Designers and media-makers have been complicit in constructing these exploitative systems. The ethos of “human-centered design,” once committed to meeting genuine needs, has been eclipsed by a corporate mandate to extract profit. Dark UX patterns, hidden fees, endless scrolls, deceptive notifications, and emotional triggers manipulate users into choices they would not otherwise make. In this framework, people are no longer treated as autonomous human beings but rather as raw material to be harvested.
The social costs are severe. Constant exposure to alarming content heightens anxiety, depression, and fragmentation. As Haidt documents, young people are particularly at risk, their development warped by environments that corrode resilience and trust. At the societal level, shared reality fractures, undermining the foundations of civil public discourse.

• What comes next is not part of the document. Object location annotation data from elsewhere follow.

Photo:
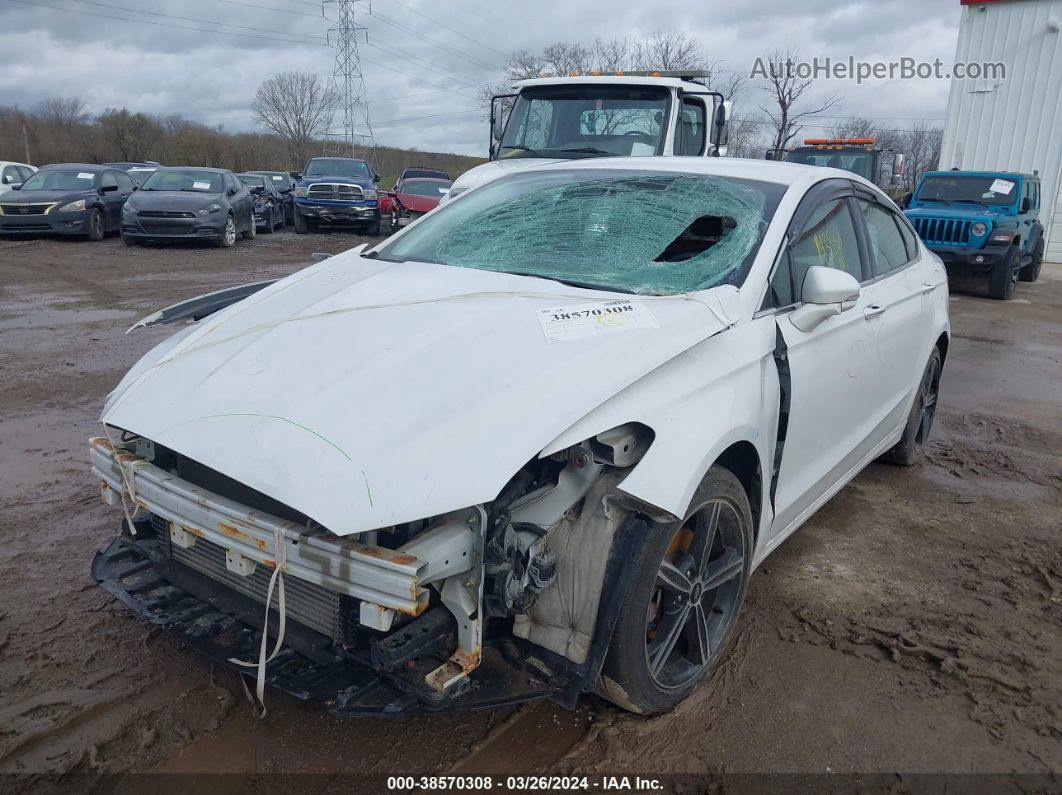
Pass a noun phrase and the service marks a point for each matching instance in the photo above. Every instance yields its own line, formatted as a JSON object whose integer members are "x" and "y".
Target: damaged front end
{"x": 498, "y": 603}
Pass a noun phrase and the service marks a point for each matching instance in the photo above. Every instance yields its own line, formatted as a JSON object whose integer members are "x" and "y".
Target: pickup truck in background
{"x": 337, "y": 191}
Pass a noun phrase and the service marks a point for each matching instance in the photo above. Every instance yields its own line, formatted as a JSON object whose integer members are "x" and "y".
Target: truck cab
{"x": 337, "y": 191}
{"x": 981, "y": 223}
{"x": 581, "y": 116}
{"x": 861, "y": 156}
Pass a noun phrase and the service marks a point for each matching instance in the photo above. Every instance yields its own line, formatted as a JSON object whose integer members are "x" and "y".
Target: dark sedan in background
{"x": 285, "y": 185}
{"x": 189, "y": 204}
{"x": 269, "y": 205}
{"x": 67, "y": 199}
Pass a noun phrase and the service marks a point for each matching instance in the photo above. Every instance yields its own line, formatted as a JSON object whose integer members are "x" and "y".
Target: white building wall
{"x": 1013, "y": 124}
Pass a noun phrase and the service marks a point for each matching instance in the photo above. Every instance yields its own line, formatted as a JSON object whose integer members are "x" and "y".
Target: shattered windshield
{"x": 654, "y": 234}
{"x": 585, "y": 121}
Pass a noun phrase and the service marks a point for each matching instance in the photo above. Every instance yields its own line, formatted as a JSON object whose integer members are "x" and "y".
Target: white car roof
{"x": 768, "y": 171}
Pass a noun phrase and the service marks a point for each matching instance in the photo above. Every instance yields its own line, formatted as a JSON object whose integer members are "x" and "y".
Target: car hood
{"x": 172, "y": 200}
{"x": 959, "y": 212}
{"x": 364, "y": 393}
{"x": 491, "y": 171}
{"x": 38, "y": 196}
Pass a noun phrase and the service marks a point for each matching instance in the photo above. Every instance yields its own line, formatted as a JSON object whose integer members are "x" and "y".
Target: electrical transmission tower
{"x": 349, "y": 84}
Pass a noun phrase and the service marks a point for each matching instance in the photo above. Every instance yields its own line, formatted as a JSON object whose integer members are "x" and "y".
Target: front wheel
{"x": 682, "y": 604}
{"x": 1004, "y": 275}
{"x": 1031, "y": 271}
{"x": 227, "y": 234}
{"x": 911, "y": 447}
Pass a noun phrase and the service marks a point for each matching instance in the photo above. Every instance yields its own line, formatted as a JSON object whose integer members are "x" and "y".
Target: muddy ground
{"x": 911, "y": 626}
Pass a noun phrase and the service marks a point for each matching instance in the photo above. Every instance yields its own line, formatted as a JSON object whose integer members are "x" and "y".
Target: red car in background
{"x": 412, "y": 197}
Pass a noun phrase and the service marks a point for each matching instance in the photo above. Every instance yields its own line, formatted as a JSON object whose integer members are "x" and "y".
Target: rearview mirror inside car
{"x": 826, "y": 292}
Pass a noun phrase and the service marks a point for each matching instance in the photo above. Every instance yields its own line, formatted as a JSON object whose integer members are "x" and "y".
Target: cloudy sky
{"x": 424, "y": 59}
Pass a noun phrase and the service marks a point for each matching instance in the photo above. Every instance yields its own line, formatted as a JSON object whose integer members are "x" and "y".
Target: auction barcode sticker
{"x": 578, "y": 321}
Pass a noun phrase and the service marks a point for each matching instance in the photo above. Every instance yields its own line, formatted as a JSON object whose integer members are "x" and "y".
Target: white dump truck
{"x": 620, "y": 115}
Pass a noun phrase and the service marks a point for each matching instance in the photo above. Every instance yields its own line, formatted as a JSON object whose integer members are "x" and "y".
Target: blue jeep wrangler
{"x": 339, "y": 191}
{"x": 981, "y": 223}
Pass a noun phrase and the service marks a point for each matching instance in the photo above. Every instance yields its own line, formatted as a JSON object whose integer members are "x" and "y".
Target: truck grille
{"x": 942, "y": 231}
{"x": 342, "y": 192}
{"x": 307, "y": 603}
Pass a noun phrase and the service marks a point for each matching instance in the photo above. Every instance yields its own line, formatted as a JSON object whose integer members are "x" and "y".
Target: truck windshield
{"x": 586, "y": 120}
{"x": 857, "y": 162}
{"x": 975, "y": 189}
{"x": 337, "y": 167}
{"x": 647, "y": 232}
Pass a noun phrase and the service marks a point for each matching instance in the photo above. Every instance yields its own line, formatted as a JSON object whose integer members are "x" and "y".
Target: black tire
{"x": 656, "y": 656}
{"x": 1004, "y": 275}
{"x": 1031, "y": 271}
{"x": 227, "y": 239}
{"x": 96, "y": 227}
{"x": 911, "y": 447}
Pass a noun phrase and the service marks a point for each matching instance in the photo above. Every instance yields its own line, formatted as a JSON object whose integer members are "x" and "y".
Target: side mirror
{"x": 826, "y": 292}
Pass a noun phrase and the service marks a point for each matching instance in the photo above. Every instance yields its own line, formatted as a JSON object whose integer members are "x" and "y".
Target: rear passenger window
{"x": 884, "y": 239}
{"x": 828, "y": 239}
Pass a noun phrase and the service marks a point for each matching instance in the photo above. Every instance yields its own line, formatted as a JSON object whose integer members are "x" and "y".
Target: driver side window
{"x": 827, "y": 239}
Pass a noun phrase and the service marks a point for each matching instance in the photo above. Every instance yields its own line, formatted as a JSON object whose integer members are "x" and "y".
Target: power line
{"x": 278, "y": 11}
{"x": 166, "y": 24}
{"x": 445, "y": 48}
{"x": 192, "y": 19}
{"x": 452, "y": 30}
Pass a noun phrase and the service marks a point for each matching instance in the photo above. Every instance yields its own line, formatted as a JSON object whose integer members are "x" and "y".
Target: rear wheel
{"x": 95, "y": 223}
{"x": 1004, "y": 275}
{"x": 911, "y": 446}
{"x": 681, "y": 606}
{"x": 1031, "y": 271}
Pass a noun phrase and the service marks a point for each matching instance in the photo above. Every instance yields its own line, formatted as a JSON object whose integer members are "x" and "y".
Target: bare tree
{"x": 296, "y": 106}
{"x": 785, "y": 90}
{"x": 129, "y": 136}
{"x": 921, "y": 145}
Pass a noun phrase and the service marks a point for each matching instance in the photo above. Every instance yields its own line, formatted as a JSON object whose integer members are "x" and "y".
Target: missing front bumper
{"x": 223, "y": 624}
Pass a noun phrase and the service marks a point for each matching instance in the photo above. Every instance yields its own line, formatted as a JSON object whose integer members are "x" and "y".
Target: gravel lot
{"x": 913, "y": 625}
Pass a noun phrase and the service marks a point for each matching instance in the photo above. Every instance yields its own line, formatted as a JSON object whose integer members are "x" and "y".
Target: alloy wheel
{"x": 697, "y": 593}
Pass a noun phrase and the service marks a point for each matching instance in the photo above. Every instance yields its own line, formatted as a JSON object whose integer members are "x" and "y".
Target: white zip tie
{"x": 280, "y": 555}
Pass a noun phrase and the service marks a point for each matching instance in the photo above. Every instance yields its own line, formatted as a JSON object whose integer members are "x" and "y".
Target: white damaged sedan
{"x": 532, "y": 446}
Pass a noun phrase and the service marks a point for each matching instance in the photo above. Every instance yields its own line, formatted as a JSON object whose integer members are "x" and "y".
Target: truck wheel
{"x": 681, "y": 606}
{"x": 95, "y": 225}
{"x": 301, "y": 225}
{"x": 1004, "y": 275}
{"x": 1031, "y": 271}
{"x": 911, "y": 446}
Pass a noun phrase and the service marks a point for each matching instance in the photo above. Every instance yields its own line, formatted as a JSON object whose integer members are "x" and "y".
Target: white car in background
{"x": 532, "y": 445}
{"x": 14, "y": 173}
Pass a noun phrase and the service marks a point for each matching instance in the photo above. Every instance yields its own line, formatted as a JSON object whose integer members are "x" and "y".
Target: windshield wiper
{"x": 569, "y": 282}
{"x": 589, "y": 151}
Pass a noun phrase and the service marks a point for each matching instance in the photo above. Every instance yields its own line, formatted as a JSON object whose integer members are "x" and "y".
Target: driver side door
{"x": 828, "y": 375}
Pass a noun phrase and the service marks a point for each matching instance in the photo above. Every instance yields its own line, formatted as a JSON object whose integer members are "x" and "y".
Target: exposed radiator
{"x": 307, "y": 603}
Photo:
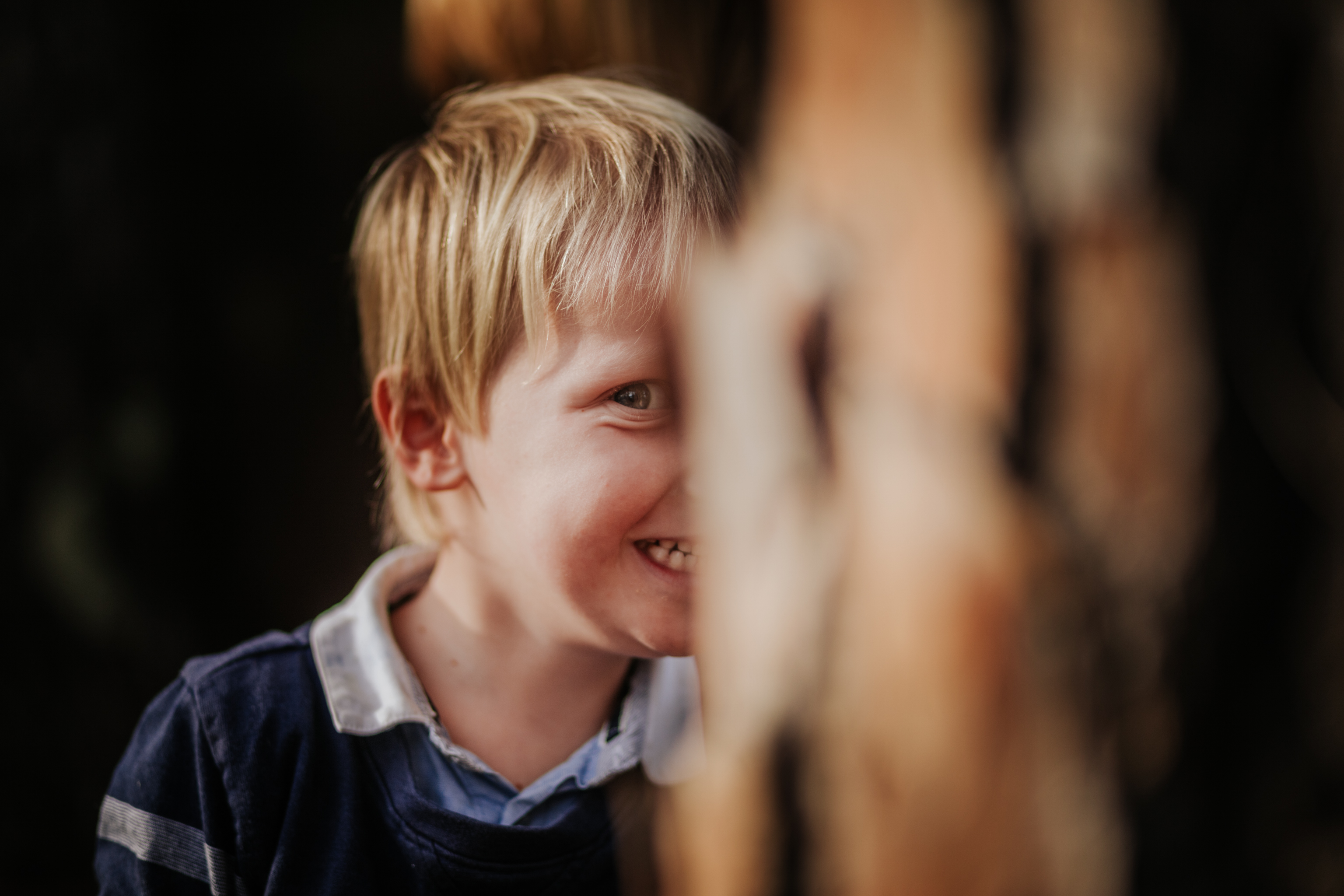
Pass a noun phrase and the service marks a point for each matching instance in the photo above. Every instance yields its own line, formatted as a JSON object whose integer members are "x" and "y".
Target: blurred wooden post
{"x": 867, "y": 606}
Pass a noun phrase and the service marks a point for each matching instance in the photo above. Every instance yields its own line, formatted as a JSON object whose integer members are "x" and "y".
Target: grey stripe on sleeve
{"x": 171, "y": 844}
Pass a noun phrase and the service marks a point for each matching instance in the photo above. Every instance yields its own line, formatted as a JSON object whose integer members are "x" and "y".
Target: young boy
{"x": 459, "y": 723}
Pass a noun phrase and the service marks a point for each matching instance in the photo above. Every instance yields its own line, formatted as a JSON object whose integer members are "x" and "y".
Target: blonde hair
{"x": 523, "y": 202}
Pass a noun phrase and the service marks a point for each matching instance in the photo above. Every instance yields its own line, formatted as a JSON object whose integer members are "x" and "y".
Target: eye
{"x": 643, "y": 397}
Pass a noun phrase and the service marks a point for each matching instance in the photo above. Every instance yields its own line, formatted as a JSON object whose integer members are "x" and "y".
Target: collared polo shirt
{"x": 312, "y": 762}
{"x": 371, "y": 690}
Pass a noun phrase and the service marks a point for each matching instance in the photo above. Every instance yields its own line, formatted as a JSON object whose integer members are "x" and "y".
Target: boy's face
{"x": 576, "y": 483}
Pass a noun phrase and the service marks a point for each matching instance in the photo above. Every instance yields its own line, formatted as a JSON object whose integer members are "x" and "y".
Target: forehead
{"x": 604, "y": 344}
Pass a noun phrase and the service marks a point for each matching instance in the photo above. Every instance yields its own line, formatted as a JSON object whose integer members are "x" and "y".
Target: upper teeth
{"x": 672, "y": 554}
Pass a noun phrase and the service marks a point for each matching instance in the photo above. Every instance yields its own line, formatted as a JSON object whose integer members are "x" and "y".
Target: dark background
{"x": 185, "y": 458}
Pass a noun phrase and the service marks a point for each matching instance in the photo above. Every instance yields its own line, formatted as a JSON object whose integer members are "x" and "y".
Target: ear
{"x": 424, "y": 440}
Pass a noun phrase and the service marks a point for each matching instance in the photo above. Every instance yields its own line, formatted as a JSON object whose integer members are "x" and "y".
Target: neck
{"x": 514, "y": 693}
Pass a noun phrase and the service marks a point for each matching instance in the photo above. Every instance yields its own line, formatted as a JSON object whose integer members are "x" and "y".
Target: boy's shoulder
{"x": 271, "y": 653}
{"x": 266, "y": 684}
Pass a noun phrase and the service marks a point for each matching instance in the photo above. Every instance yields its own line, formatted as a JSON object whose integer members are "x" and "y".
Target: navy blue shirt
{"x": 238, "y": 782}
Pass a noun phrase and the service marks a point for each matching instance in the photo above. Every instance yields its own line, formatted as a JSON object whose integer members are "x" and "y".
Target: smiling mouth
{"x": 666, "y": 553}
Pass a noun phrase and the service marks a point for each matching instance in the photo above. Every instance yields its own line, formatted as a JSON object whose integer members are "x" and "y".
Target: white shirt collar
{"x": 370, "y": 687}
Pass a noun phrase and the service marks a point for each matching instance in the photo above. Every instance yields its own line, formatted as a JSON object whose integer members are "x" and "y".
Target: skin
{"x": 543, "y": 594}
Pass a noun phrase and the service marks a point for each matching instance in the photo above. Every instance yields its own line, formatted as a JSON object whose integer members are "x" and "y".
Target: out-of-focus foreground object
{"x": 897, "y": 637}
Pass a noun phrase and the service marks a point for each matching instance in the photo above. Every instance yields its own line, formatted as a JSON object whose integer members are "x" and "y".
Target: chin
{"x": 667, "y": 641}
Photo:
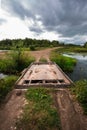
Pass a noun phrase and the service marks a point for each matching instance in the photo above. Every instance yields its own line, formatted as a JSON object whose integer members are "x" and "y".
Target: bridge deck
{"x": 47, "y": 74}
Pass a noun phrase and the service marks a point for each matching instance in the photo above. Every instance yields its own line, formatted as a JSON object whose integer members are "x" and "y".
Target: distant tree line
{"x": 27, "y": 43}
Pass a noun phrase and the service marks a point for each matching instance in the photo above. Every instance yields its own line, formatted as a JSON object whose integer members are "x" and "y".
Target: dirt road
{"x": 71, "y": 114}
{"x": 71, "y": 118}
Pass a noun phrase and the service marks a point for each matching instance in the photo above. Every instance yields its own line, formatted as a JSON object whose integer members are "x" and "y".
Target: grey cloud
{"x": 67, "y": 17}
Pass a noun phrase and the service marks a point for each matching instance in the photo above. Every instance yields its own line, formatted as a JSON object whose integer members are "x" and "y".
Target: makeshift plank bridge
{"x": 43, "y": 74}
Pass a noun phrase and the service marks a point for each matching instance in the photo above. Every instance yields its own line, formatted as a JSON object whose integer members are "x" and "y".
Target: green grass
{"x": 40, "y": 112}
{"x": 6, "y": 85}
{"x": 80, "y": 91}
{"x": 15, "y": 62}
{"x": 66, "y": 63}
{"x": 71, "y": 49}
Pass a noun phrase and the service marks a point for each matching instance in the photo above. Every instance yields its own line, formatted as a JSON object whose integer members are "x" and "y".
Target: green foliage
{"x": 42, "y": 59}
{"x": 32, "y": 48}
{"x": 40, "y": 113}
{"x": 27, "y": 43}
{"x": 66, "y": 63}
{"x": 6, "y": 85}
{"x": 80, "y": 90}
{"x": 15, "y": 62}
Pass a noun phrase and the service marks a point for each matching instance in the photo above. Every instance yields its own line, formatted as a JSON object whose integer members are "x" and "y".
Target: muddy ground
{"x": 71, "y": 114}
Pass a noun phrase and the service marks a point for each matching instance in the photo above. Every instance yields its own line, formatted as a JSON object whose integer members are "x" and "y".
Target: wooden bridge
{"x": 43, "y": 74}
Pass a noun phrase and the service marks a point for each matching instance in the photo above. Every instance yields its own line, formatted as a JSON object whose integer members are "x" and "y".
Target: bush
{"x": 80, "y": 90}
{"x": 66, "y": 63}
{"x": 6, "y": 85}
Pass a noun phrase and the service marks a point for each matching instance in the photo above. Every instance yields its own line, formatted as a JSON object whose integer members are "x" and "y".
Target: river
{"x": 80, "y": 70}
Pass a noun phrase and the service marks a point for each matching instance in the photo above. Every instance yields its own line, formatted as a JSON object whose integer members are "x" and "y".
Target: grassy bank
{"x": 80, "y": 92}
{"x": 15, "y": 62}
{"x": 72, "y": 49}
{"x": 66, "y": 63}
{"x": 40, "y": 112}
{"x": 6, "y": 85}
{"x": 42, "y": 59}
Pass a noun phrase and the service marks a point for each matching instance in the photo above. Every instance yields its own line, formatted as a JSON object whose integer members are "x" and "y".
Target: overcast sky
{"x": 63, "y": 20}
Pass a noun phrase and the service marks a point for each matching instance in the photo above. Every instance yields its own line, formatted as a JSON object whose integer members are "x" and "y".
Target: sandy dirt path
{"x": 71, "y": 116}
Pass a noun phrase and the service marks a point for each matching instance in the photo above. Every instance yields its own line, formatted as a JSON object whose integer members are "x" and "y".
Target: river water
{"x": 80, "y": 70}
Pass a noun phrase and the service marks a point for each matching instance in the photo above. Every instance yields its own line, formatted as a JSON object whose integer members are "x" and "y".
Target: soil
{"x": 71, "y": 114}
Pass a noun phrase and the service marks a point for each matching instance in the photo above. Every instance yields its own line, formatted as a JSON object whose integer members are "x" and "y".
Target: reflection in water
{"x": 80, "y": 71}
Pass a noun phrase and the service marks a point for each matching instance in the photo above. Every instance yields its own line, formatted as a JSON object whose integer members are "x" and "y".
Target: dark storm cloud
{"x": 67, "y": 17}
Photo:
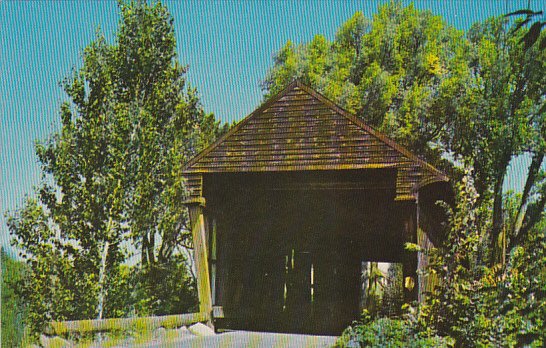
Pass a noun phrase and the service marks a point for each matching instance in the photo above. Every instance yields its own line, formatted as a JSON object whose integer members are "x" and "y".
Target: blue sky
{"x": 228, "y": 46}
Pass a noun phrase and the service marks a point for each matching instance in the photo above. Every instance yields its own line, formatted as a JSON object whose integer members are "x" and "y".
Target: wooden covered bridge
{"x": 288, "y": 204}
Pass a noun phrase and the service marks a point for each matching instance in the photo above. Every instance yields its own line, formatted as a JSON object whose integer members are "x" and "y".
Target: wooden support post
{"x": 213, "y": 260}
{"x": 409, "y": 266}
{"x": 197, "y": 220}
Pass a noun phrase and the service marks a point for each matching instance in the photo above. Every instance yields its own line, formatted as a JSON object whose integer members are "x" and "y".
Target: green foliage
{"x": 13, "y": 311}
{"x": 112, "y": 176}
{"x": 389, "y": 333}
{"x": 166, "y": 289}
{"x": 477, "y": 99}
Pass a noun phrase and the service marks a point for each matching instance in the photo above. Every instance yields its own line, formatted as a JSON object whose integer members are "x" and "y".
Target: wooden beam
{"x": 200, "y": 253}
{"x": 104, "y": 325}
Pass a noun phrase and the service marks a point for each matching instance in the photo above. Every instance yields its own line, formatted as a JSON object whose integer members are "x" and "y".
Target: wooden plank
{"x": 86, "y": 326}
{"x": 197, "y": 221}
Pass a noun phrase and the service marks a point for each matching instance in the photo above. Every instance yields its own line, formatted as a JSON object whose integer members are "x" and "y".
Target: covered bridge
{"x": 287, "y": 205}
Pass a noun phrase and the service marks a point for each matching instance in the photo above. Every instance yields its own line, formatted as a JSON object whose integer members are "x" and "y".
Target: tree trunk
{"x": 498, "y": 217}
{"x": 534, "y": 168}
{"x": 102, "y": 276}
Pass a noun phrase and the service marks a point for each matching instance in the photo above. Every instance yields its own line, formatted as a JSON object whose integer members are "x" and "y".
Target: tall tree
{"x": 112, "y": 173}
{"x": 400, "y": 72}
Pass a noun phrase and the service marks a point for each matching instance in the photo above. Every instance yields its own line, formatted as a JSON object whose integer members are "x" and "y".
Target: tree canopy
{"x": 112, "y": 179}
{"x": 470, "y": 103}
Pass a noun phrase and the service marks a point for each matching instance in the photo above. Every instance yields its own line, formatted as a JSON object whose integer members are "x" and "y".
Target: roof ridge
{"x": 379, "y": 135}
{"x": 241, "y": 123}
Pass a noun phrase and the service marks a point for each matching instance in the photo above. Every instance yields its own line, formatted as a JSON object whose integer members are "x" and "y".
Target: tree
{"x": 112, "y": 173}
{"x": 476, "y": 99}
{"x": 400, "y": 72}
{"x": 503, "y": 106}
{"x": 13, "y": 310}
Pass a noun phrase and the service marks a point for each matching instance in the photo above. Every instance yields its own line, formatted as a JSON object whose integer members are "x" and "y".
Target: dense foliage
{"x": 462, "y": 100}
{"x": 112, "y": 180}
{"x": 12, "y": 308}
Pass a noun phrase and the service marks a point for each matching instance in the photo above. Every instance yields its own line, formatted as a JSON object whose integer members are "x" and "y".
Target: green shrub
{"x": 386, "y": 332}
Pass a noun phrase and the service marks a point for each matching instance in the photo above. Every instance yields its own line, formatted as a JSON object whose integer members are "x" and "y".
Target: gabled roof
{"x": 300, "y": 129}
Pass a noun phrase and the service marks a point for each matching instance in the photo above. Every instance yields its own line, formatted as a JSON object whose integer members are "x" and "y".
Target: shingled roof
{"x": 300, "y": 129}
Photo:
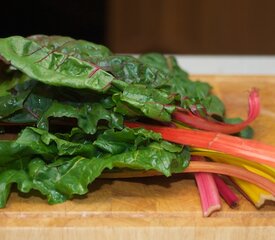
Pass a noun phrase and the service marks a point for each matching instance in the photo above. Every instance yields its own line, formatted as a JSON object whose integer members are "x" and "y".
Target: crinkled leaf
{"x": 78, "y": 48}
{"x": 151, "y": 102}
{"x": 127, "y": 139}
{"x": 33, "y": 141}
{"x": 53, "y": 67}
{"x": 88, "y": 116}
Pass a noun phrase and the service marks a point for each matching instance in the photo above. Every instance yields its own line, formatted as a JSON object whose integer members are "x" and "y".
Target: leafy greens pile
{"x": 69, "y": 101}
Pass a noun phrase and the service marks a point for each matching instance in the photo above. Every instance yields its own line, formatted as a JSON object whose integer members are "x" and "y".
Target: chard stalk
{"x": 209, "y": 195}
{"x": 238, "y": 147}
{"x": 196, "y": 121}
{"x": 226, "y": 192}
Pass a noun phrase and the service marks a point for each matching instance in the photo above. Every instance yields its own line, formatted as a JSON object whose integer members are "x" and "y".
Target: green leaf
{"x": 53, "y": 67}
{"x": 80, "y": 49}
{"x": 34, "y": 141}
{"x": 127, "y": 139}
{"x": 151, "y": 102}
{"x": 88, "y": 116}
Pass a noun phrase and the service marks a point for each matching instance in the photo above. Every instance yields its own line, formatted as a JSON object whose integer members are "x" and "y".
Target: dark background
{"x": 170, "y": 26}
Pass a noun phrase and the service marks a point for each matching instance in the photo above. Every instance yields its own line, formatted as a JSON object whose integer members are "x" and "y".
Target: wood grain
{"x": 154, "y": 207}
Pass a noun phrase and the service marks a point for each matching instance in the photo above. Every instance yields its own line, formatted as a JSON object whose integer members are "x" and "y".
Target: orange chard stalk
{"x": 187, "y": 117}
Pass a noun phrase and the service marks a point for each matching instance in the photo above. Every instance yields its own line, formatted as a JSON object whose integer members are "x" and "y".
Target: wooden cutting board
{"x": 156, "y": 207}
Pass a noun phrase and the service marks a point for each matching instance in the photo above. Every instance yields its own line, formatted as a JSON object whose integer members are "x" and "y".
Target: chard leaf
{"x": 80, "y": 49}
{"x": 87, "y": 115}
{"x": 53, "y": 67}
{"x": 131, "y": 70}
{"x": 34, "y": 141}
{"x": 151, "y": 102}
{"x": 127, "y": 139}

Meanwhile, political and corporate elites reap enormous rewards. As Tristan Harris and others argue, the architecture of the digital world is designed for behavioral manipulation, not human flourishing. By weaponizing outrage and alienation, elites consolidate power and wealth, locking citizens into cycles of distraction and disempowerment.
The modern spectacle is thus not merely a diversion; it is a system of control. Americans live not only amid bad information but within a manufactured reality calibrated to fragment attention, inflame emotion, and pacify resistance. Recognizing and reclaiming agency from this system is among the defining challenges of our time.
Designers, writers, and media-makers bear a profound responsibility. Creative work must no longer exploit attention for profit but instead cultivate clarity, empathy, and resilience. The task is not simply to make products or content but to foster cultures of truth, care, and sustainable flourishing. In an era of ecological and social crisis, design must be reclaimed as a force for planetary renewal and human thriving.
References
Debord, Guy. The Society of the Spectacle. Translated by Donald Nicholson-Smith. New York: Zone Books, 1994.
Haidt, Jonathan. The Anxious Generation: How the Great Rewiring of Childhood Is Causing an Epidemic of Mental Illness. New York: Penguin Press, 2024.
Herman, Edward S., and Noam Chomsky. Manufacturing Consent: The Political Economy of the Mass Media. New York: Pantheon Books, 1988.
Lanier, Jaron. Ten Arguments for Deleting Your Social Media Accounts Right Now. New York: Henry Holt and Company, 2018.
McLuhan, Marshall. Understanding Media: The Extensions of Man. New York: McGraw-Hill, 1964.
Tufekci, Zeynep. Twitter and Tear Gas: The Power and Fragility of Networked Protest. New Haven, CT: Yale University Press, 2017.
Wu, Tim. The Attention Merchants: The Epic Scramble to Get Inside Our Heads. New York: Alfred A. Knopf, 2016.
Zuboff, Shoshana. The Age of Surveillance Capitalism: The Fight for a Human Future at the New Frontier of Power. New York: PublicAffairs, 2019.